GR8 Pixel Plotting (assembly)

damosan · December 22, 2020

See attached code below. I'm calling this from a C program - it uses graphics mode 8 but only plots 256x192 so I can use bytes. YB, XB, and ARGUMENT are zero page. yindexhi, yindexlo, byteoffset256_table and bitmask_table are lookups. It works pretty well plotting 49k pixels in about 106 jiffies.

I can replace the JSR/RTS with two JMPs (saving about 6 cycles per pixel - a little less if I do a jump indirect back to the caller).

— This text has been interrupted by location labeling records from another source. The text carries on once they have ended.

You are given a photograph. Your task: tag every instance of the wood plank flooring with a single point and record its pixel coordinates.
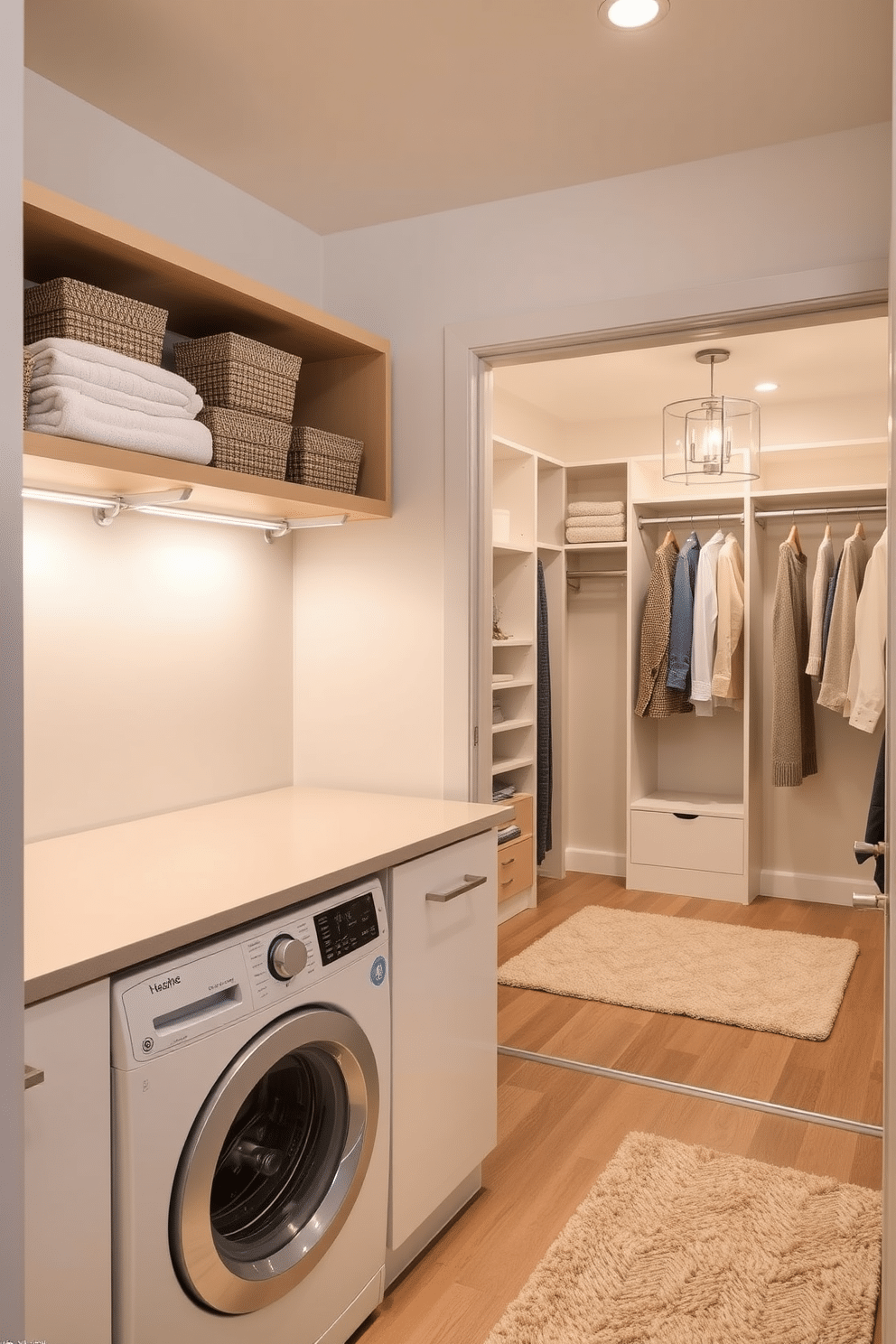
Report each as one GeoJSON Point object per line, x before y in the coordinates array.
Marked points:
{"type": "Point", "coordinates": [556, 1132]}
{"type": "Point", "coordinates": [557, 1128]}
{"type": "Point", "coordinates": [841, 1076]}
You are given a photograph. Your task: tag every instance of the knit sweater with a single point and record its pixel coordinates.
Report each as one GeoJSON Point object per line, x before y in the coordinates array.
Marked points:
{"type": "Point", "coordinates": [793, 723]}
{"type": "Point", "coordinates": [658, 700]}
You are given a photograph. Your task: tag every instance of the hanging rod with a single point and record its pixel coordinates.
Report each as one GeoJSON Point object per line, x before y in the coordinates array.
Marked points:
{"type": "Point", "coordinates": [694, 518]}
{"type": "Point", "coordinates": [817, 512]}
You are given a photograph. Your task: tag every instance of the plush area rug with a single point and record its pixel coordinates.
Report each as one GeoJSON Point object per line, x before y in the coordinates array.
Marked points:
{"type": "Point", "coordinates": [684, 1245]}
{"type": "Point", "coordinates": [789, 983]}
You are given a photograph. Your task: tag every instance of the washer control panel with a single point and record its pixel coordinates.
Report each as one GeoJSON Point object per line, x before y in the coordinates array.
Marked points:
{"type": "Point", "coordinates": [156, 1010]}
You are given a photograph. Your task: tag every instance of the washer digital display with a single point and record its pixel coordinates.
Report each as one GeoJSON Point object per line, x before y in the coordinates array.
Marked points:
{"type": "Point", "coordinates": [342, 929]}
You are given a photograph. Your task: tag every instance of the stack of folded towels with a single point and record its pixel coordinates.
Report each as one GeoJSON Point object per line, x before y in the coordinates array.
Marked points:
{"type": "Point", "coordinates": [595, 520]}
{"type": "Point", "coordinates": [86, 391]}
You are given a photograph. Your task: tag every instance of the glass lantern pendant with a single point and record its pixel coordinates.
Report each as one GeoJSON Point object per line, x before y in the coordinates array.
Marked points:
{"type": "Point", "coordinates": [714, 437]}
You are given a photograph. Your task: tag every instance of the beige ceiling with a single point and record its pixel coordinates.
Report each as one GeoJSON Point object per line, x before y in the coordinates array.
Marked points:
{"type": "Point", "coordinates": [809, 363]}
{"type": "Point", "coordinates": [344, 113]}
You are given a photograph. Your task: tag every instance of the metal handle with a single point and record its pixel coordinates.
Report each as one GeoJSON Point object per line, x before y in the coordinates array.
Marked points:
{"type": "Point", "coordinates": [469, 882]}
{"type": "Point", "coordinates": [863, 850]}
{"type": "Point", "coordinates": [869, 901]}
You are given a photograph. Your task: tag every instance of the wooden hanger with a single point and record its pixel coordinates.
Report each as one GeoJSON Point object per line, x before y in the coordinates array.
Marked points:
{"type": "Point", "coordinates": [793, 540]}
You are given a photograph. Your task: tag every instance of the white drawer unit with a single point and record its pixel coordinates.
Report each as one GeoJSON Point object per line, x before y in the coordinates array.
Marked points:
{"type": "Point", "coordinates": [688, 840]}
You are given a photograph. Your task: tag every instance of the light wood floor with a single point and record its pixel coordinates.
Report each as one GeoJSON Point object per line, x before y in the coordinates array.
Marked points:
{"type": "Point", "coordinates": [559, 1128]}
{"type": "Point", "coordinates": [841, 1076]}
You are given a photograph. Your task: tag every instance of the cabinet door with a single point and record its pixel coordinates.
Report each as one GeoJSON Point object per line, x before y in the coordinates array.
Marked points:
{"type": "Point", "coordinates": [68, 1170]}
{"type": "Point", "coordinates": [443, 1027]}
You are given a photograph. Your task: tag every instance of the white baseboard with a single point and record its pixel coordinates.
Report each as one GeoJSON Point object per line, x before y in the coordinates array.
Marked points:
{"type": "Point", "coordinates": [812, 886]}
{"type": "Point", "coordinates": [597, 861]}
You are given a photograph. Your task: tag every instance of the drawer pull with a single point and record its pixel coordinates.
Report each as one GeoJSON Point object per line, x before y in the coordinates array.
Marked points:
{"type": "Point", "coordinates": [469, 882]}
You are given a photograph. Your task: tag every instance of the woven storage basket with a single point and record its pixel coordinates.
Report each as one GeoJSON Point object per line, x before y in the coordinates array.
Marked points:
{"type": "Point", "coordinates": [245, 443]}
{"type": "Point", "coordinates": [26, 383]}
{"type": "Point", "coordinates": [76, 311]}
{"type": "Point", "coordinates": [242, 374]}
{"type": "Point", "coordinates": [330, 462]}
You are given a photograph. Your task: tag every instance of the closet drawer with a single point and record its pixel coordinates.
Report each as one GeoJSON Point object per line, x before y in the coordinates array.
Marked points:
{"type": "Point", "coordinates": [711, 845]}
{"type": "Point", "coordinates": [515, 867]}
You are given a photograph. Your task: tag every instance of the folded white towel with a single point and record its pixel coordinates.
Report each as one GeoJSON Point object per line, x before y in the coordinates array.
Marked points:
{"type": "Point", "coordinates": [47, 385]}
{"type": "Point", "coordinates": [597, 520]}
{"type": "Point", "coordinates": [107, 369]}
{"type": "Point", "coordinates": [595, 507]}
{"type": "Point", "coordinates": [73, 415]}
{"type": "Point", "coordinates": [595, 534]}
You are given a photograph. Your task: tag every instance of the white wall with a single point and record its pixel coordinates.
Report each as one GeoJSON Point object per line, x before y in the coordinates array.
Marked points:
{"type": "Point", "coordinates": [11, 1019]}
{"type": "Point", "coordinates": [159, 656]}
{"type": "Point", "coordinates": [526, 266]}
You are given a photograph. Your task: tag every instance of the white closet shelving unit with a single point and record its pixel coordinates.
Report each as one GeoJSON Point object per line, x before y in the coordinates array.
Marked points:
{"type": "Point", "coordinates": [527, 492]}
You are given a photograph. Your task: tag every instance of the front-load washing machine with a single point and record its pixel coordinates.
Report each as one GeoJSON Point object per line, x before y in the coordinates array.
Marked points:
{"type": "Point", "coordinates": [251, 1131]}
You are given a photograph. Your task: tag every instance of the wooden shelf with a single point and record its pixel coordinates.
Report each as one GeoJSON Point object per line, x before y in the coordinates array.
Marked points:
{"type": "Point", "coordinates": [344, 385]}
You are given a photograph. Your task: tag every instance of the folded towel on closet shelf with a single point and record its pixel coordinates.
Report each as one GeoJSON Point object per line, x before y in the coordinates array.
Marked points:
{"type": "Point", "coordinates": [43, 394]}
{"type": "Point", "coordinates": [107, 369]}
{"type": "Point", "coordinates": [597, 520]}
{"type": "Point", "coordinates": [595, 534]}
{"type": "Point", "coordinates": [73, 415]}
{"type": "Point", "coordinates": [584, 507]}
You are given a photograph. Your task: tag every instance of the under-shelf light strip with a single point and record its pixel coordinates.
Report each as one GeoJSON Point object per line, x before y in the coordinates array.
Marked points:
{"type": "Point", "coordinates": [112, 506]}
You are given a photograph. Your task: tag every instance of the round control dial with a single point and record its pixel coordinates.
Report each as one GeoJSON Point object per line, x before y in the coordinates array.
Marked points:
{"type": "Point", "coordinates": [286, 956]}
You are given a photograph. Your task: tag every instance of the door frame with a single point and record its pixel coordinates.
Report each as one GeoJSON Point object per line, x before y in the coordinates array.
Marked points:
{"type": "Point", "coordinates": [471, 351]}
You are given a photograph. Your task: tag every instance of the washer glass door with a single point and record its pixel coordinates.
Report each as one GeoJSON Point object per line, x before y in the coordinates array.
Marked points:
{"type": "Point", "coordinates": [275, 1162]}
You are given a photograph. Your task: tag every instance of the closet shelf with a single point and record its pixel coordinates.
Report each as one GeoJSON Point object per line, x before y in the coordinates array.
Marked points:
{"type": "Point", "coordinates": [512, 763]}
{"type": "Point", "coordinates": [686, 800]}
{"type": "Point", "coordinates": [51, 462]}
{"type": "Point", "coordinates": [342, 387]}
{"type": "Point", "coordinates": [509, 724]}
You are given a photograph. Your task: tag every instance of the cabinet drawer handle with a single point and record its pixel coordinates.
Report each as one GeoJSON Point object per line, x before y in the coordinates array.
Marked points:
{"type": "Point", "coordinates": [469, 882]}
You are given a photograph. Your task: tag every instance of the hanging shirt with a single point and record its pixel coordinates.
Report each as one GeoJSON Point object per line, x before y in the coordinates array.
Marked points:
{"type": "Point", "coordinates": [728, 667]}
{"type": "Point", "coordinates": [867, 691]}
{"type": "Point", "coordinates": [843, 624]}
{"type": "Point", "coordinates": [705, 611]}
{"type": "Point", "coordinates": [819, 585]}
{"type": "Point", "coordinates": [681, 624]}
{"type": "Point", "coordinates": [793, 722]}
{"type": "Point", "coordinates": [655, 699]}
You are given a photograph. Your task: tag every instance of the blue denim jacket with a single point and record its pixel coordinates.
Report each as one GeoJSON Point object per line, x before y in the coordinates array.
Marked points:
{"type": "Point", "coordinates": [681, 627]}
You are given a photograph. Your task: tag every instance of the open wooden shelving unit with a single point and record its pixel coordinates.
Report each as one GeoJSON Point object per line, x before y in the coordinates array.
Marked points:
{"type": "Point", "coordinates": [344, 385]}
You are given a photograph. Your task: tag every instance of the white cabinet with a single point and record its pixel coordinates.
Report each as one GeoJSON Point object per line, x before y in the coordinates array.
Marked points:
{"type": "Point", "coordinates": [443, 1036]}
{"type": "Point", "coordinates": [68, 1164]}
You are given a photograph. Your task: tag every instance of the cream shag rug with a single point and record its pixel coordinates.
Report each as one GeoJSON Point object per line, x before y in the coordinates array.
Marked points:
{"type": "Point", "coordinates": [790, 983]}
{"type": "Point", "coordinates": [684, 1245]}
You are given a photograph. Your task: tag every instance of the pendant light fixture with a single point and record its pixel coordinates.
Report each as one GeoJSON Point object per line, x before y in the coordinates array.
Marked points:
{"type": "Point", "coordinates": [712, 437]}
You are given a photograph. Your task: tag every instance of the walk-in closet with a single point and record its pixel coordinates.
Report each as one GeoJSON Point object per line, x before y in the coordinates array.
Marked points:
{"type": "Point", "coordinates": [681, 804]}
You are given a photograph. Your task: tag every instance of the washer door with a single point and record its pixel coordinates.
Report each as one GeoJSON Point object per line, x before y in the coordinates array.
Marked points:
{"type": "Point", "coordinates": [275, 1162]}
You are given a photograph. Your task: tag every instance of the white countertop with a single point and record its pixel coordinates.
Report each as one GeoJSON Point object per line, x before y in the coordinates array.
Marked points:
{"type": "Point", "coordinates": [101, 901]}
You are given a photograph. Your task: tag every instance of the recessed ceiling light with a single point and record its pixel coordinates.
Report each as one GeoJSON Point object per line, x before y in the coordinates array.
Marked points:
{"type": "Point", "coordinates": [631, 14]}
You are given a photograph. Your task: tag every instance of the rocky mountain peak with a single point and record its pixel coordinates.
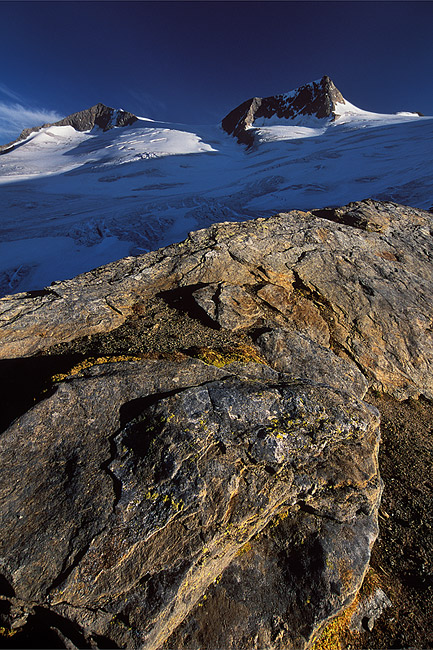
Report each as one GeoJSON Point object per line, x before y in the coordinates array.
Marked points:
{"type": "Point", "coordinates": [98, 115]}
{"type": "Point", "coordinates": [317, 99]}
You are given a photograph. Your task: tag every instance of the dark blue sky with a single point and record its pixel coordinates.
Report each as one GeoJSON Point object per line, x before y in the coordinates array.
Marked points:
{"type": "Point", "coordinates": [194, 61]}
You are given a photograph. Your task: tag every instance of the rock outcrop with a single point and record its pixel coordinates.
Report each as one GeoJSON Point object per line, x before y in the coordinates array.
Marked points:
{"type": "Point", "coordinates": [317, 99]}
{"type": "Point", "coordinates": [206, 475]}
{"type": "Point", "coordinates": [98, 115]}
{"type": "Point", "coordinates": [357, 280]}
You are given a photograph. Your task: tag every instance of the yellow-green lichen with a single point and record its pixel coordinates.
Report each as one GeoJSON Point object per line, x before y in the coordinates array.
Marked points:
{"type": "Point", "coordinates": [223, 356]}
{"type": "Point", "coordinates": [89, 363]}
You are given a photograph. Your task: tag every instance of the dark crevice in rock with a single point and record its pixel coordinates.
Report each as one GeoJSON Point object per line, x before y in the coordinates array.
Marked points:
{"type": "Point", "coordinates": [40, 293]}
{"type": "Point", "coordinates": [25, 382]}
{"type": "Point", "coordinates": [305, 507]}
{"type": "Point", "coordinates": [46, 629]}
{"type": "Point", "coordinates": [67, 570]}
{"type": "Point", "coordinates": [183, 300]}
{"type": "Point", "coordinates": [103, 642]}
{"type": "Point", "coordinates": [334, 214]}
{"type": "Point", "coordinates": [6, 588]}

I've been staring at this for a while so I might be overlooking something short of inlining this.

Thanks.

;;;
;;; _plot_pixel_256 should be called the first time we plot on a
;;; new row.  As long as we're plotting on the same row we can
;;; call _plot_pixel_256_fast as the only item that changes is the
;;; column.
;;; 
_plot_pixel_256:
	ldy	yb		      ; load row
	lda	yindexhi,y	      ; get row address
	sta	argument+1	      ; argument = memory to write to
	lda	yindexlo,y
	sta	argument
_plot_pixel_256_fast:		      ; call this if we're writing to same row
	ldx	xb		      ; load column
	ldy	byteoffset256_table,x ; get byte offset (4 - 35)
	lda	(argument),y	      ; load screen byte
	eor	bitmask_table,x	      ; xor it with pixel bitmask
	sta	(argument),y	      ; store it back to screen byte
	rts

drac030 · December 22, 2020

Having each display line at address $yy00 one could perhaps shorten the first 5 instructions.

damosan · December 22, 2020

30 minutes ago, drac030 said:

Having each display line at address $yy00 one could perhaps shorten the first 5 instructions.

Using cc65 I believe I'd have to edit the config file to create a number of special 0xff byte segments - then define the tables to reside in these segments. Then it should be possible to do a 2 byte vs. 3 byte lookup?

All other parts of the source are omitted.